The serving layer exposes trained models as an operational inference service. It is deployed on Kubernetes, receives predictions requests over HTTP, dispatches inference tasks to Celery workers, and returns structured probability output.

See Current Serving Status for a full readiness matrix.

Responsibilities¶

The serving layer is responsible for:

exposing the canonical inference API (sync and async prediction endpoints),
validating request schemas before any inference logic runs,
dispatching inference tasks to the Celery ml queue,
loading the registered model from the MLflow Registry (once per worker process),
returning structured prediction output with model traceability metadata,
surfacing health and operational metrics.

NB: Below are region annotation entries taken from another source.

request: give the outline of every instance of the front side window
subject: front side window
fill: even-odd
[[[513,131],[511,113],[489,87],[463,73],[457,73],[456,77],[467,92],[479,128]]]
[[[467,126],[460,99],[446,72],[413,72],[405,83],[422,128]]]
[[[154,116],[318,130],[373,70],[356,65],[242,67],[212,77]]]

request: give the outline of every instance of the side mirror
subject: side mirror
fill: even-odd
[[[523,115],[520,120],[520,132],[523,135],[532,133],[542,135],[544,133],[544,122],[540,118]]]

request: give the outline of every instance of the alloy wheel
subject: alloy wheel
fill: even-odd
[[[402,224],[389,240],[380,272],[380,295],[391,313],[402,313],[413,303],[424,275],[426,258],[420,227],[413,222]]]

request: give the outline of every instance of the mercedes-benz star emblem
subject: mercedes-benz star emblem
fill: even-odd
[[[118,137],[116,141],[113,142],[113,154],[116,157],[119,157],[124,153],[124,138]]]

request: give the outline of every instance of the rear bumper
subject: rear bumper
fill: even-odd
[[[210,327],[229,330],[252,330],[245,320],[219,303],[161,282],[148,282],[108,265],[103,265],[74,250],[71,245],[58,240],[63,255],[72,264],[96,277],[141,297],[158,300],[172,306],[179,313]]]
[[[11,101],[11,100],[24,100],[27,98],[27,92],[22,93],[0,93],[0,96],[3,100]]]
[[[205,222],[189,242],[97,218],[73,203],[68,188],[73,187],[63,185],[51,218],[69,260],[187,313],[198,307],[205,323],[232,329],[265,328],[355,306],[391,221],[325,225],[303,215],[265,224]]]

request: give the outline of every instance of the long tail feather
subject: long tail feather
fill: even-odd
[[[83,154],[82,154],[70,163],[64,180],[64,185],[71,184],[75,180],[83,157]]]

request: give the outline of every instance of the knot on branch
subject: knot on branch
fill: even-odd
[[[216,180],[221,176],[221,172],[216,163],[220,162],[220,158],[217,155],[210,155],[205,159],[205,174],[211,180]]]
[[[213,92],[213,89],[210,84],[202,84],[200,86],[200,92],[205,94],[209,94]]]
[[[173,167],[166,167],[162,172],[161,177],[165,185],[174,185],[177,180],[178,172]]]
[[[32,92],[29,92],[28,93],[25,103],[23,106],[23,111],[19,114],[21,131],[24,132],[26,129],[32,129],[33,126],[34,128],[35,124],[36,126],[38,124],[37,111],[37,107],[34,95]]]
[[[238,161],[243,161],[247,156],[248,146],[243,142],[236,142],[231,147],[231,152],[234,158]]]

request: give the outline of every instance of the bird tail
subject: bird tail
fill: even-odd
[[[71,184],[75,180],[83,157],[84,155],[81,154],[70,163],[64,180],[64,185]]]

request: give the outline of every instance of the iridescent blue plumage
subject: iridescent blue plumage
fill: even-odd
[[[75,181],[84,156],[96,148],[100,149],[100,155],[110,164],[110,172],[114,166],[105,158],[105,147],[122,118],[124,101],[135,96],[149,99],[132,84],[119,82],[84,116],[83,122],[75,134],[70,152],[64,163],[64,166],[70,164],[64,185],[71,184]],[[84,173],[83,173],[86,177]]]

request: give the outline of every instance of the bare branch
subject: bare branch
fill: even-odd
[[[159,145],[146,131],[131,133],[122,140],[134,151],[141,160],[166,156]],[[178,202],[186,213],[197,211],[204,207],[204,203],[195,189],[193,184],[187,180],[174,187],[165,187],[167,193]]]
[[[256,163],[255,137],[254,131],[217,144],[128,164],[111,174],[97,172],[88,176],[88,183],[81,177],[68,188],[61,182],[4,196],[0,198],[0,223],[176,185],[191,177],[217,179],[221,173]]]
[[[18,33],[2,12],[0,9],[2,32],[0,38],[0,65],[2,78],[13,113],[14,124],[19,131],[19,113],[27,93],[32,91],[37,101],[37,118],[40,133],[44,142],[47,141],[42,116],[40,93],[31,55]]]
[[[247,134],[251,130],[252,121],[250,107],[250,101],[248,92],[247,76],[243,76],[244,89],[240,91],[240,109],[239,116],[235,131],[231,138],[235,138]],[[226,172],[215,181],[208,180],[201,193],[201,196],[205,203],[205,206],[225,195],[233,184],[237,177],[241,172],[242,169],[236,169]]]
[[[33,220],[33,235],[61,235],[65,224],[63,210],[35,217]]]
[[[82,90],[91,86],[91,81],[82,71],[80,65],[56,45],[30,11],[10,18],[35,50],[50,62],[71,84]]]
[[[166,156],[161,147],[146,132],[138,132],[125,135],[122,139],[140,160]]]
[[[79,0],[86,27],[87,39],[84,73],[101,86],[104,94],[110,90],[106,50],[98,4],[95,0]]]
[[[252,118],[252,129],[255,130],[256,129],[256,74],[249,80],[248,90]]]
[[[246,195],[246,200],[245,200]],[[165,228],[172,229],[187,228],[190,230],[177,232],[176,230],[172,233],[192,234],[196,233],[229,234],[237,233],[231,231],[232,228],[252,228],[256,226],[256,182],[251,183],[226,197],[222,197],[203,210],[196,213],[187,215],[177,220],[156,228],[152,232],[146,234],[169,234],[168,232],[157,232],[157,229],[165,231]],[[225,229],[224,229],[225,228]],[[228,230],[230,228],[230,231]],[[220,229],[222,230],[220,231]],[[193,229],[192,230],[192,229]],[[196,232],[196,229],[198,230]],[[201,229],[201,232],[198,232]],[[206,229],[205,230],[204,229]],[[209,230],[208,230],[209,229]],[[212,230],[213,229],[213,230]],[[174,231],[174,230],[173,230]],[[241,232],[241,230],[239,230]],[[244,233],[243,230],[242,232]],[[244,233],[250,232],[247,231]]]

The serving layer is not responsible for:

training or evaluating models — see ML,
promoting models between registry stages — see Model Registry,
scraping or storing raw data — see Data.

Scope of this section¶

Page	Content
API Contract	Canonical endpoint set, request/response schemas, error semantics
Examples	Concrete cURL and Python examples for all implemented endpoints
Inference Modes	Sync vs async execution paths and operational trade-offs
Deployment	Serving-specific runtime components, configuration, model loading
Health & Failures	Health probes, degraded-mode behavior, failure responses
Performance	Latency behavior, SLO targets, interpretation guide
Status	Authoritative readiness matrix for the serving subsystem

Boundaries¶

High-level runtime design and sequence diagrams belong in Architecture: Runtime View.
Physical topology and deployment constraints belong in Architecture: Deployment View.
Model input/output contract belongs in ML: Model Contract.
Model promotion lifecycle belongs in ML: Model Registry.
Global implementation readiness belongs in Status.

This section deepens those topics for the inference API subsystem specifically.